Illumina_NextSeq_Run dies immediately
Hi Mike,
I am trying to run some Illumina NextSeq samples, but I am failing immediately during primer removal with this error:
Error executing rule remove_5prime_primer on cluster (jobid: 254, external: Submitted batch job 37022315, jobscript: /scratch/sahlab/N812_TruSeqNano/.snakemake/tm p.78wklvoy/snakejob.remove_5prime_primer.254.sh).
java -ea -Xmx15200m -Xms15200m -cp /opt/apps/labs/sahlab/software/miniconda3/envs/hecatomb_v5/snakemake/workflow/conda/75d063ee1aa3bf1dbaf0307c4aa3f5ec/opt/bbmap-38.90-3/current/ jgi.BBDuk in=/scratch/sahlab/N812_TruSeqNano/fastq/WangD_I10209_cell_cutlure_32_14585_E09_UDI0069_GCCACAGGAT_ATGGCATG_S10_R1_001.fastq.gz in2=/scratch/sahlab/N812_TruSeqNano/fastq/WangD_I10209_cell_cutlure_32_14585_E09_UDI0069_GCCACAGGAT_ATGGCATG_S10_R2_001.fastq.gz ref=/opt/apps/labs/sahlab/software/miniconda3/envs/hecatomb_v5/snakemake/workflow/../../databases/contaminants/primerB.fa out=hecatomb_out/PROCESSING/TMP/p01/I10209_cell cutlure_32_14585_R1.s1.out.fastq out2=hecatomb_out/PROCESSING/TMP/p01/I10209_cell cutlure_32_14585_R2.s1.out.fastq stats=hecatomb_out/PROCESSING/STATS/p01/I10209_cell cutlure_32_14585.s1.stats.tsv k=16 hdist=1 mink=11 ktrim=l restrictleft=20 removeifeitherbad=f trimpolya=10 ordered=t rcomp=f ow=t threads=8 -Xmx15200m cutlure_32_14585.log Executing jgi.BBDuk [in=/scratch/sahlab/N812_TruSeqNano/fastq/WangD_I10209_cell_cutlure_32_14585_E09_UDI0069_GCCACAGGAT_ATGGCATG_S10_R1_001.fastq.gz, in2=/scratch/sahlab/N812_TruSeqNano/fastq/WangD_I10209_cell_cutlure_32_14585_E09_UDI0069_GCCACAGGAT_ATGGCATG_S10_R2_001.fastq.gz, ref=/opt/apps/labs/sahlab/software/miniconda3/envs/hecatomb_v5/snakemake/workflow/../../databases/contaminants/primerB.fa, out=hecatomb_out/PROCESSING/TMP/p01/I10209_cell, cutlure_32_14585_R1.s1.out.fastq, out2=hecatomb_out/PROCESSING/TMP/p01/I10209_cell, cutlure_32_14585_R2.s1.out.fastq, stats=hecatomb_out/PROCESSING/STATS/p01/I10209_cell, cutlure_32_14585.s1.stats.tsv, k=16, hdist=1, mink=11, ktrim=l, restrictleft=20, removeifeitherbad=f, trimpolya=10, ordered=t, rcomp=f, ow=t, threads=8, -Xmx15200m, cutlure_32_14585.log] Version 38.90
Exception in thread "main" java.lang.RuntimeException: Unknown parameter cutlure_32_14585_R1.s1.out.fastq
at jgi.BBDuk.
Is there an adjustment or flag for NextSeq data?
I found the problem:
When you specify a TSV file, e.g. hecatomb run --reads samples.tsv, Hecatomb expects a 3-column tab separated file with the first column specifying the sample name, and the other columns the relative or full paths to the forward and reverse read files. e.g.

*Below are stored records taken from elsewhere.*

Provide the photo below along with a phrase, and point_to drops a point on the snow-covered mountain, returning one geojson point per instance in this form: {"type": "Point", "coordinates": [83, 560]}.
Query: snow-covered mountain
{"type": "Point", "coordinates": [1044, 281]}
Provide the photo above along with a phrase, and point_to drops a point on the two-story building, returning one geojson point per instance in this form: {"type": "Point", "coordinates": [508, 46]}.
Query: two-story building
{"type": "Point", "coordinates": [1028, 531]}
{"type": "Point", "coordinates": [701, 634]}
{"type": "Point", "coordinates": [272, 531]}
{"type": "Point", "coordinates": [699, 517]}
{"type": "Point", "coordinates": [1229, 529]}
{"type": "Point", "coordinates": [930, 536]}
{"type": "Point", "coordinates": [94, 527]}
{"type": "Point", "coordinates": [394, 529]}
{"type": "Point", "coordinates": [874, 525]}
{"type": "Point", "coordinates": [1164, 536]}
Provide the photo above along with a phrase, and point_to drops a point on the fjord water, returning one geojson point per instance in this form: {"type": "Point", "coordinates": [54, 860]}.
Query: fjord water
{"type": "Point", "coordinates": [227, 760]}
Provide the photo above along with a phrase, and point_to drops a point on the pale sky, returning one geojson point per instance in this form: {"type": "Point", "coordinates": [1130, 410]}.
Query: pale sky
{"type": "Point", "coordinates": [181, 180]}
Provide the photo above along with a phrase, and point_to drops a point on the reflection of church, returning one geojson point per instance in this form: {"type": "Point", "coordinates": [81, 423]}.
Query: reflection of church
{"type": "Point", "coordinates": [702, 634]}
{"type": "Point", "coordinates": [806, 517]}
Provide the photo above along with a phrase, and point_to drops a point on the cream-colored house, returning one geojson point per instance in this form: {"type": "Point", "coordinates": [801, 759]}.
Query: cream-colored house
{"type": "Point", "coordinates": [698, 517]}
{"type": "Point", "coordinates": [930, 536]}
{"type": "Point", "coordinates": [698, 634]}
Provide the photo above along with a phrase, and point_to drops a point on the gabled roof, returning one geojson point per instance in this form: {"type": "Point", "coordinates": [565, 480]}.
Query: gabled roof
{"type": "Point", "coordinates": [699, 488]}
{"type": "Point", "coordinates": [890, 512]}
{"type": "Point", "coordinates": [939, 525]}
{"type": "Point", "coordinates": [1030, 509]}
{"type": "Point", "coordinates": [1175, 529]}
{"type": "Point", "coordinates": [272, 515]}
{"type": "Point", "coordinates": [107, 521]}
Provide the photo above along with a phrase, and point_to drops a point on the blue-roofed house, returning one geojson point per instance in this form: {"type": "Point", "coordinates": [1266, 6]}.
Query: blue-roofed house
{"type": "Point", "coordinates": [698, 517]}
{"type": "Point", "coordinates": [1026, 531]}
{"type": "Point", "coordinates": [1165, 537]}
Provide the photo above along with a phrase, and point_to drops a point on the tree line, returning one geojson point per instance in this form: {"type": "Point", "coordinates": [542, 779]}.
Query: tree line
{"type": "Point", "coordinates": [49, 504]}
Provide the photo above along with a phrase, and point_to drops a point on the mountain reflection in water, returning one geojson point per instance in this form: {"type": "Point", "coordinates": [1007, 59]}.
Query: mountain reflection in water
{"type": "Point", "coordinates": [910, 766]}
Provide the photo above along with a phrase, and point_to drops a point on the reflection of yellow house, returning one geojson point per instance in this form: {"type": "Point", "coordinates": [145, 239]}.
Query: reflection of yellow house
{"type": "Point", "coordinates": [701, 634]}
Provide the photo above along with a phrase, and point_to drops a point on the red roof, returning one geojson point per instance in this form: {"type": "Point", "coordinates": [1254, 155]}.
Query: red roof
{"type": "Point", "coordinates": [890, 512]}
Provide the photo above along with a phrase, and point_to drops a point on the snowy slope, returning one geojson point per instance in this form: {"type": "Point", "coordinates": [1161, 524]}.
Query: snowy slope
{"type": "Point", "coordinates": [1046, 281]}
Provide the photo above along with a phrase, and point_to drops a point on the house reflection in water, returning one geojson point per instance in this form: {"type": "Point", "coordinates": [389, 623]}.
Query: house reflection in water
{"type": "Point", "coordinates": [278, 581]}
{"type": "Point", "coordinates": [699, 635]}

sample1 /path/to/reads/sample1.1.fastq.gz /path/to/reads/sample1.2.fastq.gz sample2 /path/to/reads/sample2.1.fastq.gz /path/to/reads/sample2.2.fastq.gz
I inadvertently had a space in the sample name sample 1
Might be worth adding to docs, "If you specify a TSV file and Hecatomb fails immediately, check your TSV file for spaces"
Actually, I should add a check for spaces in file names when reading from a TSV.